AmEx Debuts Magazine for Doctors at Leisure
Lifestyle and Travel for Physicians is a custom publishing vehicle designed to serve three purposes: deliver lifestyle features and travel guides for physicians at leisure; provide pharmaceutical companies with an editorial product to reach their physician customers and prospects; and give high-end, nonmedical advertisers an opportunity to reach an affluent audience.
"We saw that there was a real need for pharmaceutical companies to market to physicians in a different way than they usually do -- in medical journals and direct mailings," said Bernadette Mahlmann, general manager, American Express Custom Publishing. "They wanted to appeal to these physicians more as affluent consumers than [as] doctors in an office."
Mahlmann spent the last year developing the concept of a physician-oriented lifestyle magazine. The custom publishing group reworked a version of one of its consumer titles, Departures, replacing its general ads with ads targeting doctors. She said the experiment was well received, and the 10-year-old division subsequently decided to create a new magazine for the market.
Though Lifestyle and Travel for Physicians' glossy pages and highbrow editorial content may look like the traditional upscale consumer book, it is custom-published exclusively for business advertisers that are targeting specific medical fields such as cardiology, geriatrics and dermatology. In this model, pharmaceutical firms sponsor issues for the medical specialty they want to reach. The sponsorships last for one year -- six issues -- and entitle the company to 10 ad pages per issue. The sponsors are responsible for providing the list of doctors they want to reach.
The June/July debut issue was sponsored by Ortho-McNeil, a Johnson & Johnson division, and was delivered to 40,000 physicians whose names were obtained from the Johnson & Johnson database. That issue had two press runs -- one of 35,000 copies for neurologists and internists, and a second run of 5,000 copies for urologists. Each version featured ads for Ortho-McNeil products in the respective specialty fields.

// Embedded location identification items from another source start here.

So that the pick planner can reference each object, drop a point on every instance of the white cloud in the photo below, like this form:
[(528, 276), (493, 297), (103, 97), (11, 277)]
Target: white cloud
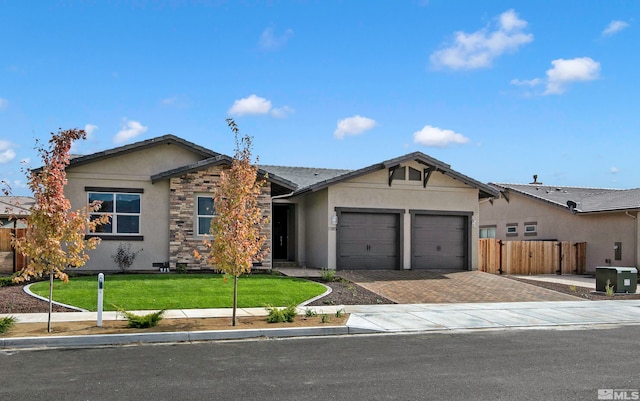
[(6, 152), (282, 112), (614, 27), (90, 129), (256, 105), (480, 48), (130, 129), (270, 41), (437, 137), (250, 105), (526, 82), (353, 126), (566, 71)]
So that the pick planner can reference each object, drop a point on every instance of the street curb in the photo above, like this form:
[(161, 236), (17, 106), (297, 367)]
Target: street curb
[(172, 337)]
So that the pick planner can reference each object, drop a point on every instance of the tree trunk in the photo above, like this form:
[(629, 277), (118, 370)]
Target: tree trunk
[(50, 300)]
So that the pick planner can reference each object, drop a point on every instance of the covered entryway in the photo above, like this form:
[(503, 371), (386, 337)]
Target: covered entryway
[(282, 226), (439, 242), (368, 239)]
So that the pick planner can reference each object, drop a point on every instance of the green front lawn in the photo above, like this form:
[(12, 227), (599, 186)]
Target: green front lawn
[(180, 291)]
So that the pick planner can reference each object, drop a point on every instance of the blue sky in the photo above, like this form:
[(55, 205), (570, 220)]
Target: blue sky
[(500, 90)]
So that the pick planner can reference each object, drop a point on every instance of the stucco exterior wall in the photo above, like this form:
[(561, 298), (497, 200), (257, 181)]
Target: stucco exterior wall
[(372, 191), (316, 226), (132, 170), (600, 231)]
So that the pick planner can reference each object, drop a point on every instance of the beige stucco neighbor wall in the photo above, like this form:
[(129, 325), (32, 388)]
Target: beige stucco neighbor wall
[(316, 226), (600, 231), (442, 193), (184, 238), (132, 170)]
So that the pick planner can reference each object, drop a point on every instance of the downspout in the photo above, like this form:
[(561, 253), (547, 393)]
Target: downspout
[(500, 258), (15, 264), (635, 248), (559, 271)]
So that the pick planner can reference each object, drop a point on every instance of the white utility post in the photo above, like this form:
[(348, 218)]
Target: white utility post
[(100, 297)]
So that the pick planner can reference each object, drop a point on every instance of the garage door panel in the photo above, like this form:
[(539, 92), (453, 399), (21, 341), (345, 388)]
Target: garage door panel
[(368, 240), (439, 242)]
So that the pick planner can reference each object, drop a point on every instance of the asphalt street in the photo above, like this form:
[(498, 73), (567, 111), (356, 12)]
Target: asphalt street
[(520, 364)]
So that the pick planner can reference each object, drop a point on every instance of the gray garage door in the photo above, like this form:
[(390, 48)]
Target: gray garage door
[(439, 242), (368, 240)]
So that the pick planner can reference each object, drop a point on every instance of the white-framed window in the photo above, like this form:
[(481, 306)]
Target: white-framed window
[(123, 210), (531, 228), (205, 212), (488, 232)]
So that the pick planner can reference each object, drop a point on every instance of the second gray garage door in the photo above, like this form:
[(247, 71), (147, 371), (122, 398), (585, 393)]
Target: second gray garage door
[(439, 242), (368, 240)]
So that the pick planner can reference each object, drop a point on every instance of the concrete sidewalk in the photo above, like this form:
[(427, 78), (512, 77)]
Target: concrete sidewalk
[(363, 319)]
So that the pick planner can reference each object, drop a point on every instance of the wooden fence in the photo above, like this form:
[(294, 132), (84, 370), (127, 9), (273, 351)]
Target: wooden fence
[(7, 255), (531, 257)]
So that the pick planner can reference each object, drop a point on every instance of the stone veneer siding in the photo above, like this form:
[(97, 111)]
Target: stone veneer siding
[(183, 239)]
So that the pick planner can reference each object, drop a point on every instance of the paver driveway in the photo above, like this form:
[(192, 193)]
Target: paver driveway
[(417, 287)]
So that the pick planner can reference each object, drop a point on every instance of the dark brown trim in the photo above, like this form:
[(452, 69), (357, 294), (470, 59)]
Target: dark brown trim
[(468, 234), (114, 190), (110, 237), (400, 235)]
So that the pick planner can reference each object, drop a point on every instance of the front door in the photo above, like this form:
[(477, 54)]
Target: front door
[(280, 231)]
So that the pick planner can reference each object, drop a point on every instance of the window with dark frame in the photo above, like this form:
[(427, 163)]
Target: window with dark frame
[(205, 213), (488, 232), (123, 210), (531, 228), (512, 229)]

The 66-page issue also included five ad pages from nonmedical companies such as British Airways and Corvette.
Doctors who receive the magazine have the choice of home or office delivery.
The custom publishing division expects to add additional pharmaceutical sponsors and plans to increase circulation to between 100,000 and 125,000 by year's end.

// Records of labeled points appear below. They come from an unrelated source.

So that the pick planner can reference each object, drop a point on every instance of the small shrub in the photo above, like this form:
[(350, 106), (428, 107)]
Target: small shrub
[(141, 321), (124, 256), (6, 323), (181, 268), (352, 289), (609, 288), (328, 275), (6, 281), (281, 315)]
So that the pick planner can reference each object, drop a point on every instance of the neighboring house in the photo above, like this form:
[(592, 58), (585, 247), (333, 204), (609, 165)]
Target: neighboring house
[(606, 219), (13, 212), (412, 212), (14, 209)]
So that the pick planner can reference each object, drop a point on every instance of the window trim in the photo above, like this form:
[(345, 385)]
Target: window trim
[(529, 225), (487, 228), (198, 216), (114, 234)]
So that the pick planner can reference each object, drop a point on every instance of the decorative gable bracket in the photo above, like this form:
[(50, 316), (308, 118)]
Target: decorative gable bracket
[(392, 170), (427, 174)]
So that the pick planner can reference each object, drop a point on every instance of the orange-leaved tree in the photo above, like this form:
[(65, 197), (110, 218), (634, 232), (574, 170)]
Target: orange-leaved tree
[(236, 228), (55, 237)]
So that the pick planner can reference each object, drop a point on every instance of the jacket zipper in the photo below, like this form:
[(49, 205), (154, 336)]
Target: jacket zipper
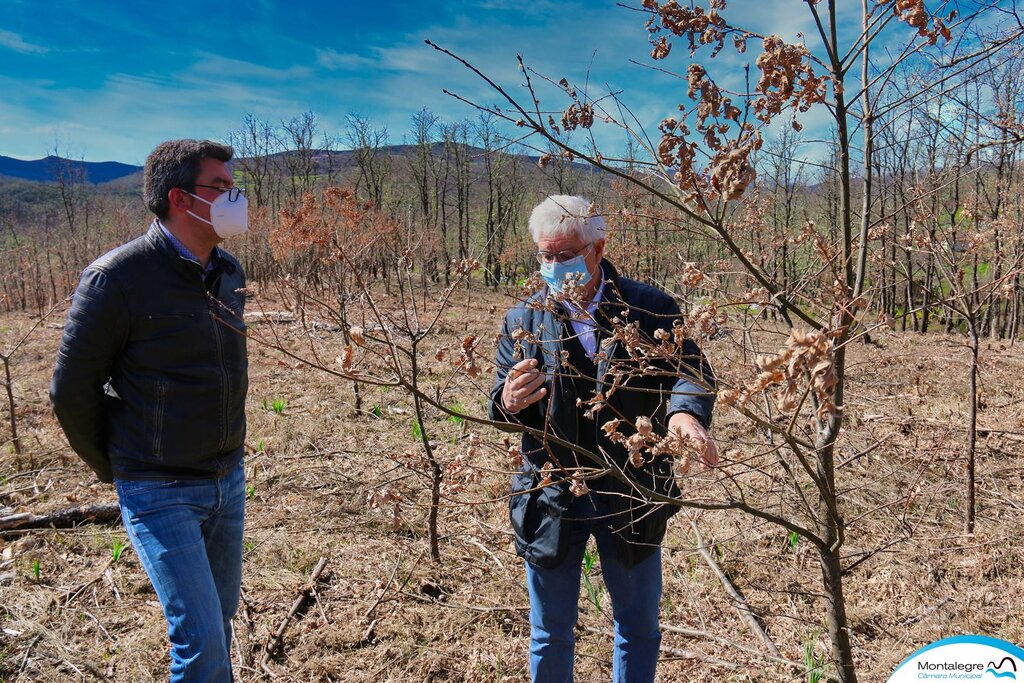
[(223, 376), (158, 431)]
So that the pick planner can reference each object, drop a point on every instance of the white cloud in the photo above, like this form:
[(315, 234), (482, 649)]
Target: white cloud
[(333, 60), (15, 42)]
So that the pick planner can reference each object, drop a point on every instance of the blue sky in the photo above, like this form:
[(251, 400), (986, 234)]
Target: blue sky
[(108, 81)]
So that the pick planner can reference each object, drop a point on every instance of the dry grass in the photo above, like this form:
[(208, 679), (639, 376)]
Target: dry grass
[(385, 612)]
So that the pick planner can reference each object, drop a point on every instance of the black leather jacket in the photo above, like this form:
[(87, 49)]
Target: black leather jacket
[(657, 389), (152, 375)]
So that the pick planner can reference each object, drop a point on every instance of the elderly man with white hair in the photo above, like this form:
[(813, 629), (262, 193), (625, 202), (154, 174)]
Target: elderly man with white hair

While the sponsors own the lists, Mahlmann said her group would look to develop additional marketing opportunities.
"If we have other interesting programs that we want to pursue, we would certainly work with the sponsors on doing that," she said. "If it's for the benefit of the physicians, I'm sure they would be amenable to sharing the names."
Lifestyle and Travel for Physicians features 40 percent original editorial and 60 percent recycled content from American Express' other custom publishing magazines.
The new magazine is not alone in serving this niche market. Hearst Publications, New York, produces a monthly controlled-circulation magazine called Diversions that also focuses on culture and travel for doctors.
Diversions is delivered to office- and hospital-based physicians and is limited to certain specialties, including primary care, obstetricians/gynecologists, urologists, pediatricians, allergists, cardiologists and gastroenterologists.